一、什么是累加器
累加器(Accumulators)与广播变量(Broadcast Variables)共同作为Spark提供的两大共享变量,主要用于跨集群的数据节点之间的数据共享,突破数据在集群各个executor不能共享问题。
而累加器主要定义在driver节点,在executor节点进行操作,最后在driver节点聚合结果做进一步的处理。
二、常见的累加器
Spark提供了三种常见的累加器,分别是LongAccumulator(参数支持Integer、Long)、DoubleAccumulator(参数支持Float、Double)、CollectionAccumulator(参数支持任意类型)
如果以上三种累加其还不满足你的需求,别慌,Spark还支持用户可自定自己的专属累加器-自定义累加器(User-defined Accumulator),用户定义自己的类并继成AccumulatorV2实现自己的专属累加器。当然上边的三个累加器也都继成了AccumulatorV2,也属于自定义累加器,只不过spark帮我们实现了一些常用的
三、累加器使用
1、累加器的使用场景
累加器常用来某些统计类场景,比如统计最近1小时多少用户或 IP访问数量;监控某些灰黑产利用平台可能存在漏洞大肆薅羊毛,并短信或邮件通知相关人员及时采取对策,等相关场景会用到
大多情况下我们的数据是海量的,以task的形式在集群各个executor上执行处理,数据处完成后,我们需要得到最终数据做下一步处理。
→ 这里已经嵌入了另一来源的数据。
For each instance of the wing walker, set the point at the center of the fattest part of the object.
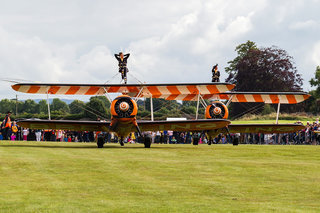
(124, 107)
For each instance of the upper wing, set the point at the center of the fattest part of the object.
(264, 128)
(266, 97)
(187, 125)
(168, 91)
(65, 125)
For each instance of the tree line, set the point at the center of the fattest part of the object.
(258, 69)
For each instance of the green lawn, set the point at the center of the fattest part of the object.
(77, 177)
(266, 122)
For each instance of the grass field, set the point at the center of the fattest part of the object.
(77, 177)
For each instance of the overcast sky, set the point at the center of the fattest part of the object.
(169, 40)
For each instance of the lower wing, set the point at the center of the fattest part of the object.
(65, 125)
(185, 125)
(265, 128)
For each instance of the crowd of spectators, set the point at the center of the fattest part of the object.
(309, 135)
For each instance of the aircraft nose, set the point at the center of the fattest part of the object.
(124, 106)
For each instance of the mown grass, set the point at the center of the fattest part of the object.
(76, 177)
(266, 122)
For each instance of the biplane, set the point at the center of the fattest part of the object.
(124, 108)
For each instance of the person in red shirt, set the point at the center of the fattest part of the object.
(6, 125)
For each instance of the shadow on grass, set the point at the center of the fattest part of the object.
(92, 146)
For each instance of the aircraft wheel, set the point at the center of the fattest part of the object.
(147, 141)
(235, 141)
(100, 142)
(195, 141)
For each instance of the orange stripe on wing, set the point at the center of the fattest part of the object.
(53, 89)
(92, 91)
(257, 98)
(291, 99)
(173, 90)
(133, 89)
(72, 90)
(213, 89)
(172, 97)
(230, 86)
(274, 99)
(16, 87)
(193, 89)
(33, 89)
(113, 89)
(189, 97)
(154, 90)
(241, 98)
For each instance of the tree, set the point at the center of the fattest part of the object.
(261, 70)
(266, 69)
(312, 104)
(315, 82)
(58, 105)
(242, 50)
(7, 105)
(30, 106)
(77, 107)
(43, 107)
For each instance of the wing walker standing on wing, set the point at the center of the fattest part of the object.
(122, 59)
(124, 108)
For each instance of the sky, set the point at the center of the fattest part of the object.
(170, 41)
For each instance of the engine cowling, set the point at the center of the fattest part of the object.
(217, 110)
(124, 107)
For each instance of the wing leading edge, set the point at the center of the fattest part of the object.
(143, 90)
(265, 128)
(188, 125)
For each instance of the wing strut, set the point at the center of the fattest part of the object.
(48, 105)
(278, 112)
(197, 112)
(151, 108)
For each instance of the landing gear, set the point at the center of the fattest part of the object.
(147, 141)
(121, 141)
(100, 142)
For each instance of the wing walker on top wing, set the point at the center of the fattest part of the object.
(124, 107)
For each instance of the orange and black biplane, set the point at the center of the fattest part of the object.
(124, 108)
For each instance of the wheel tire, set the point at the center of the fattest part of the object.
(235, 141)
(100, 142)
(195, 141)
(147, 141)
我们不可能在executor上发送短信或邮件,那样每个节点都会通知本节点处理的结果,也会收到很多邮件,显然不是我们想要的结果
这时候强大的累加器就排上用场了,在driver端定义累加器,在各个executor端做累加操作,最终在driver端完成聚合,这样就达到我们的目的了
2、累加器的案例实现
LongAccumulator
对1、2、3、4求和
import org.apache.spark.SparkContext
import org.apache.spark.rdd.RDD
import org.apache.spark.sql.{DataFrame, Row, SparkSession}
import scala.collection.JavaConversions._
object TestAccumulator {
def main(args: Array[String]): Unit = {
val ss: SparkSession = SparkSession.builder().appName("test-ccumulator").master("local[2]").getOrCreate()
val sc = ss.sparkContext
val longAccumulator = sc.longAccumulator("My longAccumulator")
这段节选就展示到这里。